Skin cells converted into brain components at Stanford University

Researchers studying mice at the Stanford University School of Medicine in California have converted skin cells directly into cells which develop into the main components of the brain.

The experiment, which was reported in Proceedings of the National Academy of Sciences, skipped the middle “stem cell” stage in the process.

The researchers said they were “thrilled” at the potential medical uses.

Far more tests are needed before the technique could be used on human skin.

Stem cells, which can become any other specialist type of cell from brain to bone, are thought to have huge promise in a range of treatments. Many trials are taking place, such as in stroke patients or specific forms of blindness.

One of the big questions for the field is where to get the cells from. There are ethical concerns around embryonic stem cells and patients would need to take immunosuppressant drugs as any stem cell tissue would not match their own.
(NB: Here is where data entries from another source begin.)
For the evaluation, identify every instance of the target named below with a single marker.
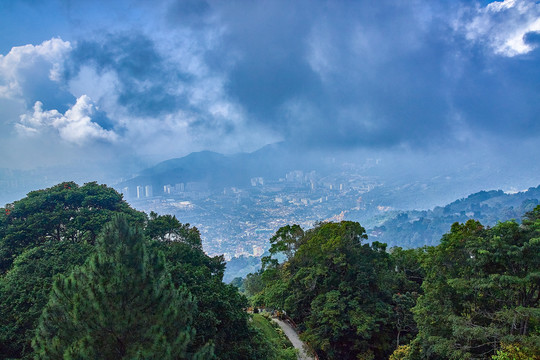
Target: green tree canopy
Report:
(482, 289)
(121, 304)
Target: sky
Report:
(145, 81)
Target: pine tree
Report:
(121, 304)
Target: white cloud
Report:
(503, 25)
(75, 126)
(19, 67)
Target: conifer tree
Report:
(121, 304)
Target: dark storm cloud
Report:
(378, 74)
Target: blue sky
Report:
(154, 80)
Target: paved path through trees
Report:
(295, 340)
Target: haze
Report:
(99, 90)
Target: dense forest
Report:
(474, 296)
(83, 275)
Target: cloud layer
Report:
(182, 76)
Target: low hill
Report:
(417, 228)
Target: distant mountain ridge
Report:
(219, 170)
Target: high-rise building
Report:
(148, 191)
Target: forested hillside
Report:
(415, 228)
(83, 275)
(474, 296)
(139, 287)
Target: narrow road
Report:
(295, 340)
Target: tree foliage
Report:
(121, 304)
(482, 289)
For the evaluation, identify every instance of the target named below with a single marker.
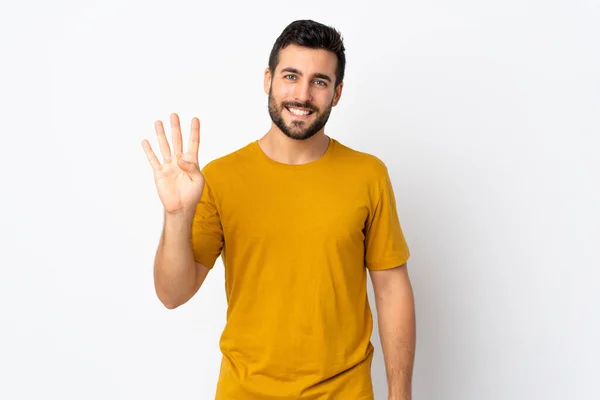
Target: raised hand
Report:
(178, 179)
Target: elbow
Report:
(168, 301)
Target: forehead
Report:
(307, 61)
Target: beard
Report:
(297, 129)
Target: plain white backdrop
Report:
(486, 113)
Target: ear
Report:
(268, 78)
(337, 94)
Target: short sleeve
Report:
(207, 231)
(385, 245)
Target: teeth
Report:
(295, 111)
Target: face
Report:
(302, 91)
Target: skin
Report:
(304, 78)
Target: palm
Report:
(179, 186)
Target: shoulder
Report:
(228, 163)
(362, 163)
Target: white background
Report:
(486, 113)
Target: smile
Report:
(297, 112)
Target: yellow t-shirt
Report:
(296, 242)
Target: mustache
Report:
(295, 104)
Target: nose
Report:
(302, 92)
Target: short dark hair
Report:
(313, 35)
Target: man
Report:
(298, 218)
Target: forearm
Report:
(174, 266)
(397, 331)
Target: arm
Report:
(397, 328)
(177, 277)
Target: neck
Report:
(277, 146)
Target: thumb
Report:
(191, 168)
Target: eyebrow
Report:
(317, 75)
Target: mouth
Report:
(301, 113)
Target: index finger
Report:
(194, 138)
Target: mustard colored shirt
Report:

An alternative method has been to take skin cells and reprogram them into “induced” stem cells. These could be made from a patient’s own cells and then turned into the cell type required, however, the process results in cancer-causing genes being activated.
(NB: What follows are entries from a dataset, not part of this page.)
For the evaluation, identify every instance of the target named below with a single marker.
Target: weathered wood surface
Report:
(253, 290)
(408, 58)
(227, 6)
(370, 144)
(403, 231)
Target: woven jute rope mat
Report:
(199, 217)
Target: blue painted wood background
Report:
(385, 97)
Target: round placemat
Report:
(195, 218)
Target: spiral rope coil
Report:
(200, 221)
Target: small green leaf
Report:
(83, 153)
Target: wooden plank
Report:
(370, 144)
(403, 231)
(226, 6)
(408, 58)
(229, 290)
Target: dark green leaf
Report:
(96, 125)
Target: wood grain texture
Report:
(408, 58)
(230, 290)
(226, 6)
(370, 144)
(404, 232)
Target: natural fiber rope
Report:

The research group is looking at another option – converting a person’s own skin cells into specialist cells, without creating “induced” stem cells. It has already transformed skin cells directly into neurons.

This study created “neural precursor” cells, which can develop into three types of brain cell: neurons, astrocytes and oligodendrocytes.

These precursor cells have the advantage that, once created, they can be grown in a laboratory into very large numbers. This could be critical if the cells were to be used in any therapy.

Brain cells and skin cells contain the same genetic information, however, the genetic code is interpreted differently in each. This is controlled by “transcription factors”.

The researchers used a virus to infect skin cells with three transcription factors known to be at high levels in neural precursor cells.

After three weeks about one in 10 of the cells became neural precursor cells.

Lead researcher Prof. Marius Wernig said: “We are thrilled about the prospects for potential medical use of these cells.

“We’ve shown the cells can integrate into a mouse brain and produce a missing protein important for the conduction of electrical signal by the neurons.

“More work needs to be done to generate similar cells from human skin cells and assess their safety and efficacy.”

Dr. Deepak Srivastava, who has researched converting cells into heart muscle, said the study: “Opens the door to consider new ways to regenerate damaged neurons using cells surrounding the area of injury.”